Charles ("Ted") Gore, Aged Eight, of 983 Bedford Street, Is Victim

POSTCARDS A LURE

Eight-year-old Charles ("Ted") Gore, a son of Mr. and Mrs. Charles Gore, of 983 Bedford street, met a terrible death on Bedford street, just in front of the Utzler newsstand, just about 9:30 this morning, when he was run down by a Dale-bound trolley car on the Johnstown Traction Company's lines. The stories of a number of people agree that the little fellow, attracted by some bright post-cards in the newsstand window, leaped from the Metzler milk wagon, on which he had been riding, and alighted on the track directly in front of the car. With no one near enough to save him, and rendered powerless to save himself, perhaps, by fright, the boy was knocked down and the wheels passed over a part of his body. It was necessary to use jacks in prying up the car, before his form could be taken from beneath the trucks.

Little "Ted" survived perhaps ten minutes after his removal from under the car. He was carried into the Dale Pharmacy, a couple of hundred feet distant, where Dr. I. E. Sloan examined him. He found the skull fractured and the scalp terribly torn; the right arm ground off a short distance below the elbow, and mangled to the shoulder, and other injuries, probably including broken bones. Word was sent to the police station immediately after the accident and the auto patrol responded. It was at one seen that the boy, who had been unconscious probably from the moment of the accident, was in a dying condition. He was placed on a stretcher and removed in the machine to the Gore home, at 983 Bedford street, which is in the annexed portion of the Seventeenth Ward.
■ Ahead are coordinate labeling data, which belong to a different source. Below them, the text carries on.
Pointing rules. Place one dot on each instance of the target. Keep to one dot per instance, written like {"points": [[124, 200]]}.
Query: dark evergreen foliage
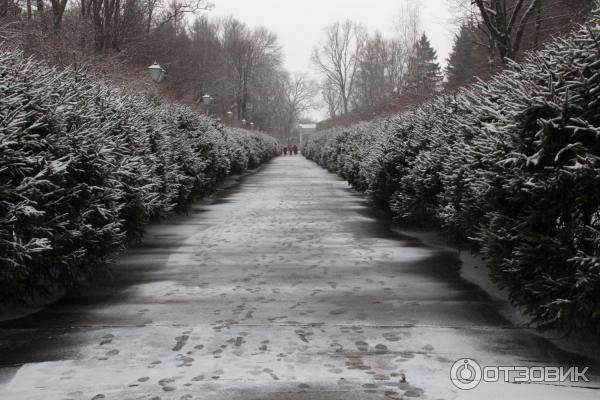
{"points": [[510, 168], [424, 75], [84, 165]]}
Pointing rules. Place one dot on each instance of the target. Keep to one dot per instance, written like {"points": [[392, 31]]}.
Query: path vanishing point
{"points": [[285, 286]]}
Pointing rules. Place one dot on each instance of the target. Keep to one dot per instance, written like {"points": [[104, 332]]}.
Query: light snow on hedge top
{"points": [[510, 167], [84, 165]]}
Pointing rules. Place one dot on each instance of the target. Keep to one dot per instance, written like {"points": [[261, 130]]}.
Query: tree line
{"points": [[363, 74], [239, 66], [508, 167]]}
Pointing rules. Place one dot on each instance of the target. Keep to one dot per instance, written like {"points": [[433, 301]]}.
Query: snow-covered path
{"points": [[287, 287]]}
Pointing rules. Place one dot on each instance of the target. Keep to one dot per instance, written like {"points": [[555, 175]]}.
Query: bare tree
{"points": [[299, 92], [506, 21], [331, 97], [381, 71], [58, 10], [338, 56]]}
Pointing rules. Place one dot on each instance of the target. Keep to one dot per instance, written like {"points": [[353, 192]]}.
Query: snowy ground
{"points": [[287, 287]]}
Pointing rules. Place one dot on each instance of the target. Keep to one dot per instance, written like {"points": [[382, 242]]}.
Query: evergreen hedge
{"points": [[510, 167], [84, 165]]}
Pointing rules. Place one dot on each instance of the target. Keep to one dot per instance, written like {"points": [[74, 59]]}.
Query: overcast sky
{"points": [[299, 24]]}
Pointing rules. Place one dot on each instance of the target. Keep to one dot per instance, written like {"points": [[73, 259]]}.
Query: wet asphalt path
{"points": [[287, 286]]}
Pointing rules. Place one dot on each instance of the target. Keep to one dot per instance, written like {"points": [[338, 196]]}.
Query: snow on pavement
{"points": [[286, 286]]}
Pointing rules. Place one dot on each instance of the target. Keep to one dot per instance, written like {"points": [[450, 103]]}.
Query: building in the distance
{"points": [[305, 130]]}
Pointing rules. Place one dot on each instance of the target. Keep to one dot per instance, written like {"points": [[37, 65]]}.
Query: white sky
{"points": [[299, 24]]}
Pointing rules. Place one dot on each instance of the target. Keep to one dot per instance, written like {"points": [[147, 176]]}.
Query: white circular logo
{"points": [[465, 374]]}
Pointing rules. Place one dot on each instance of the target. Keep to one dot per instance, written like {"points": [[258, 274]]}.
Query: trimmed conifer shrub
{"points": [[509, 167], [85, 165]]}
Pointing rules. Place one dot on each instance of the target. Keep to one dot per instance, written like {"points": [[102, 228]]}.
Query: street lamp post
{"points": [[157, 73], [206, 99]]}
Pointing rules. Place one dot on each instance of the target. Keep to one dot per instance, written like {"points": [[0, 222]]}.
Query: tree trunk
{"points": [[58, 9]]}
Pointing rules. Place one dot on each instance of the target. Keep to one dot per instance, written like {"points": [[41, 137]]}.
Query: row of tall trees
{"points": [[360, 71], [238, 65], [492, 32]]}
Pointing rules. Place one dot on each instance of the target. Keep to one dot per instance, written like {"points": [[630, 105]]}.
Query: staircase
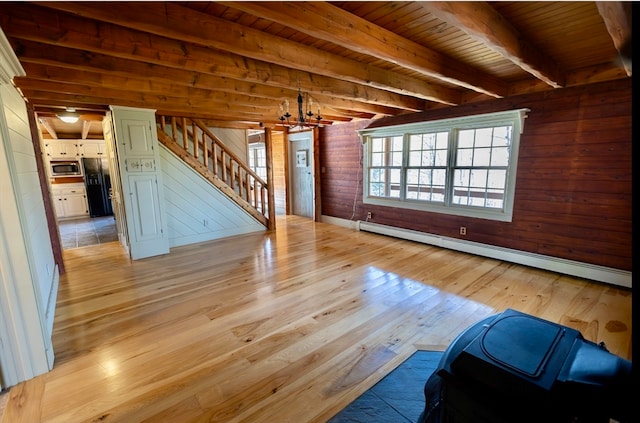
{"points": [[196, 145]]}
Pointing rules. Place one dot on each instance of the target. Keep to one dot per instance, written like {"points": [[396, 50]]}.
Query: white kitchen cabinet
{"points": [[70, 201], [92, 148], [61, 149]]}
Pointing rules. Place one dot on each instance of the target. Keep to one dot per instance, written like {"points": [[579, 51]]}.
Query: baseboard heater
{"points": [[554, 264]]}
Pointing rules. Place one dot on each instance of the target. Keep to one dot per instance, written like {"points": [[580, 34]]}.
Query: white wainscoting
{"points": [[554, 264], [196, 210]]}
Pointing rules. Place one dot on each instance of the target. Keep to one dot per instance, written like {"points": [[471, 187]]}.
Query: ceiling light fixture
{"points": [[70, 116], [306, 117]]}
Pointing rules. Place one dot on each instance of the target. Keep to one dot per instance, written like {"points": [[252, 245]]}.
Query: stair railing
{"points": [[194, 142]]}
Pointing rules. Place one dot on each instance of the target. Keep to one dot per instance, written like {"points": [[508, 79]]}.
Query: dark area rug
{"points": [[398, 398]]}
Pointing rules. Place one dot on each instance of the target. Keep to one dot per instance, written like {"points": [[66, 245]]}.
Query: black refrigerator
{"points": [[98, 183]]}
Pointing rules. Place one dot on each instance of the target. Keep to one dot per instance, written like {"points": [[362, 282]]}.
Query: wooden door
{"points": [[301, 181], [141, 178]]}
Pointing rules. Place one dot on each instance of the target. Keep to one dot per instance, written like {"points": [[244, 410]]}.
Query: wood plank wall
{"points": [[573, 189], [279, 174]]}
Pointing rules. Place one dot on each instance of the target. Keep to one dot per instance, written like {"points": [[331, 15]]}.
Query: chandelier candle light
{"points": [[305, 119]]}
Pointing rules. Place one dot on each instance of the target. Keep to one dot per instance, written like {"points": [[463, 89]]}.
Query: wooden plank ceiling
{"points": [[233, 63]]}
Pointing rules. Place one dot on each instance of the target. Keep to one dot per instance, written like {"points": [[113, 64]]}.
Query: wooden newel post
{"points": [[271, 190]]}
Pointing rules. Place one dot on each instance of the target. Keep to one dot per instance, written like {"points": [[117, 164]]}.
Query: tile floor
{"points": [[87, 231]]}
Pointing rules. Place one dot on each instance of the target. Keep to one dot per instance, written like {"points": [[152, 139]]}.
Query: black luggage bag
{"points": [[513, 367]]}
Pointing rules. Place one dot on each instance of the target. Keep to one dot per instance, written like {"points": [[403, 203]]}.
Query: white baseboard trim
{"points": [[568, 267]]}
On the arrival there it was found that life was extinct, and the father, who is a well-known railroader in the employ of the Cambria Steel Company, directed the removal of the body to the Pendry undertaking establishment.

The mother had hurried down street after hearing of the accident, and escaped seeing the mangled form. She was assisted home, in a hysterical condition , and this afternoon was in a serious condition as a result of the shock.
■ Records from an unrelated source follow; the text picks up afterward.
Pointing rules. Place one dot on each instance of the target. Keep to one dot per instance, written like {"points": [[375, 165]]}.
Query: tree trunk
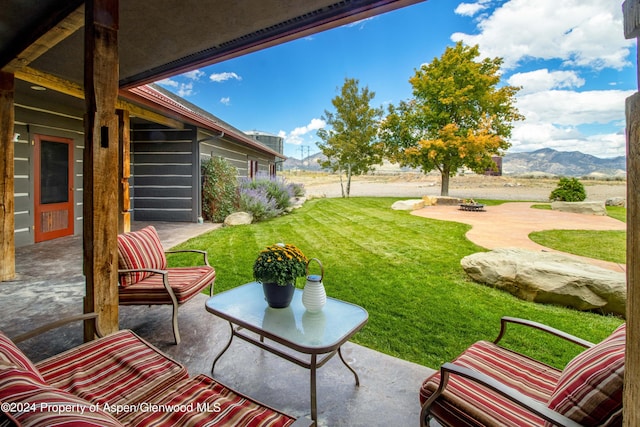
{"points": [[348, 180], [444, 187]]}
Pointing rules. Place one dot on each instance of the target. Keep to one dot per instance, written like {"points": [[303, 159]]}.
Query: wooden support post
{"points": [[632, 355], [7, 209], [631, 398], [124, 171], [100, 209]]}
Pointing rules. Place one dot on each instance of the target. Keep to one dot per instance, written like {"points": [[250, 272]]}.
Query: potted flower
{"points": [[277, 268]]}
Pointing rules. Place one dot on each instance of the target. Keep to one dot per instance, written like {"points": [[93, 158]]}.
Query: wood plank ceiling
{"points": [[165, 37]]}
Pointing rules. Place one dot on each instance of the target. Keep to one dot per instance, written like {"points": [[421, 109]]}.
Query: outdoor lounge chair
{"points": [[144, 278], [489, 385], [119, 380]]}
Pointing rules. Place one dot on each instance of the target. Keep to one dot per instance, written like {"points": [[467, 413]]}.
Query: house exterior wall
{"points": [[238, 155], [165, 174], [28, 123]]}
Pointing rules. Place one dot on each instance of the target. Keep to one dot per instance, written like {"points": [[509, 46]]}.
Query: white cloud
{"points": [[361, 23], [531, 137], [221, 77], [297, 135], [577, 32], [168, 82], [471, 9], [554, 119], [194, 75], [563, 107], [181, 89], [539, 80]]}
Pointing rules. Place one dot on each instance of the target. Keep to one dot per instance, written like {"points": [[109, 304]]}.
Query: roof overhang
{"points": [[161, 38]]}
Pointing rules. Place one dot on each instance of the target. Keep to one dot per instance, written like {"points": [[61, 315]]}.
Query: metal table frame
{"points": [[318, 354]]}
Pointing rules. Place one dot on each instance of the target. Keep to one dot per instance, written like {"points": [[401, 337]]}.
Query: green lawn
{"points": [[406, 272], [604, 245]]}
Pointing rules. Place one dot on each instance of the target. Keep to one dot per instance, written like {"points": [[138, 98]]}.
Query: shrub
{"points": [[266, 196], [219, 189], [295, 189], [568, 190], [256, 202]]}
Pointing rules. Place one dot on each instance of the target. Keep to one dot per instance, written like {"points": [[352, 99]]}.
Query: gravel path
{"points": [[471, 187]]}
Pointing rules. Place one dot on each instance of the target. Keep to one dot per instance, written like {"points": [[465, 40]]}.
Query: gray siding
{"points": [[165, 174], [238, 155]]}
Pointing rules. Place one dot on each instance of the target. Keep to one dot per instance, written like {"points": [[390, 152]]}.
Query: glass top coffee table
{"points": [[318, 336]]}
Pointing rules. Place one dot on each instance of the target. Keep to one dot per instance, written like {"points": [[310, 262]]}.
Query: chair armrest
{"points": [[540, 326], [165, 280], [140, 270], [198, 251], [515, 396], [57, 324], [303, 422]]}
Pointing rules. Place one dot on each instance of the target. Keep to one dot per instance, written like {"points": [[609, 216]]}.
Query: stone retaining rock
{"points": [[588, 208], [550, 278], [238, 218], [441, 201]]}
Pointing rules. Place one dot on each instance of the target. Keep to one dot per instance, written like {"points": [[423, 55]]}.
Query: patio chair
{"points": [[144, 278], [489, 385]]}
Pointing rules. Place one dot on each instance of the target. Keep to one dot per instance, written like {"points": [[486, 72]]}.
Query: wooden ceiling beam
{"points": [[72, 23], [75, 90]]}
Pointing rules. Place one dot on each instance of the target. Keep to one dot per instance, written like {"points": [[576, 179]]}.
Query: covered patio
{"points": [[96, 47], [50, 282]]}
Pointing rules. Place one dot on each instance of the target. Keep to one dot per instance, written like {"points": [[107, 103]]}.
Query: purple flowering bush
{"points": [[266, 196]]}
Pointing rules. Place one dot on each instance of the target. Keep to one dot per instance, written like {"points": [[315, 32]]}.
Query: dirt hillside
{"points": [[466, 187]]}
With little "Ted" at the time of the accident was his oldest brother, Frank, aged about 12. The two had accompanied the Metzler dairy wagon, helping out a "green" driver who had been put on the for the day because of a death in the Metzler family.
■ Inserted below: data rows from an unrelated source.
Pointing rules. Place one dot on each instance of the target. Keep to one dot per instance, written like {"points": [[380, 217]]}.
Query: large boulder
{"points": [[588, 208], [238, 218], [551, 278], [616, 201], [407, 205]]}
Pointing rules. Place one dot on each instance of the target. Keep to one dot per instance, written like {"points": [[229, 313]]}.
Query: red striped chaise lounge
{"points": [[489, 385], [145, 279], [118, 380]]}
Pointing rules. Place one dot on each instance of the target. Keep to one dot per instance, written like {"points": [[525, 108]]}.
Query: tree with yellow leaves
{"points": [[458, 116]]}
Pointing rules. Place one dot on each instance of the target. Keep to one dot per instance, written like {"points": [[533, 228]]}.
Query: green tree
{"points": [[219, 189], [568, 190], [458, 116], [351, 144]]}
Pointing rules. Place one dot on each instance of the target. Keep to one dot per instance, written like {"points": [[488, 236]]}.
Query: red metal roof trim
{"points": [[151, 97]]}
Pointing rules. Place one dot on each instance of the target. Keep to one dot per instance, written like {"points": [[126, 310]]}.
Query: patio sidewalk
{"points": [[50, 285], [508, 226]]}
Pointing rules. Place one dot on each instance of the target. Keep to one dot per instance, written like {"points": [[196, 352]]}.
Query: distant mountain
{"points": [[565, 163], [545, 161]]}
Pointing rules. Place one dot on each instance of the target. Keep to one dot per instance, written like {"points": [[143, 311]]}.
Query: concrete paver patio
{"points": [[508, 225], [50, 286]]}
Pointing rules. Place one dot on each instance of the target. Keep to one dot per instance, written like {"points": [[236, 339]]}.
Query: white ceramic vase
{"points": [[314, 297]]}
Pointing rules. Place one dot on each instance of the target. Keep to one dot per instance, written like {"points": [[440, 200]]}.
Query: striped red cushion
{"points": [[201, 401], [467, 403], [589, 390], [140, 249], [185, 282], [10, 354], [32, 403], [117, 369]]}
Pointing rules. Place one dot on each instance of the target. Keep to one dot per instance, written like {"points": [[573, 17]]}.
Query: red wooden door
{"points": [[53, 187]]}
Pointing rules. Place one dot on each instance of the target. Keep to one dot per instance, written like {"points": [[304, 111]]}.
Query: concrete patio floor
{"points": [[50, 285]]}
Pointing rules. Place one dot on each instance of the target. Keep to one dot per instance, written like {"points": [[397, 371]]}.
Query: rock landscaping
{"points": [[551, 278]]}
"Ted's" full name was Charles Taylor Gore. He would have reached his ninth birthday on the 10th of next month. His mother's maiden name was Bertha Younker. Besides his parents and the older brother mentioned, he is survived by a little brother and sister, George and Thelma. The funeral arrangements had not been completed this afternoon, but services probably will be held Monday afternoon by the Rev. Jo W. G. Fast, pastor of the Franklin-street M. E. Church.

Charles Goughnour was the conductor and Henry Cable motorman of the car, No. 37, of the summer type, under which the boy was fatally hurt.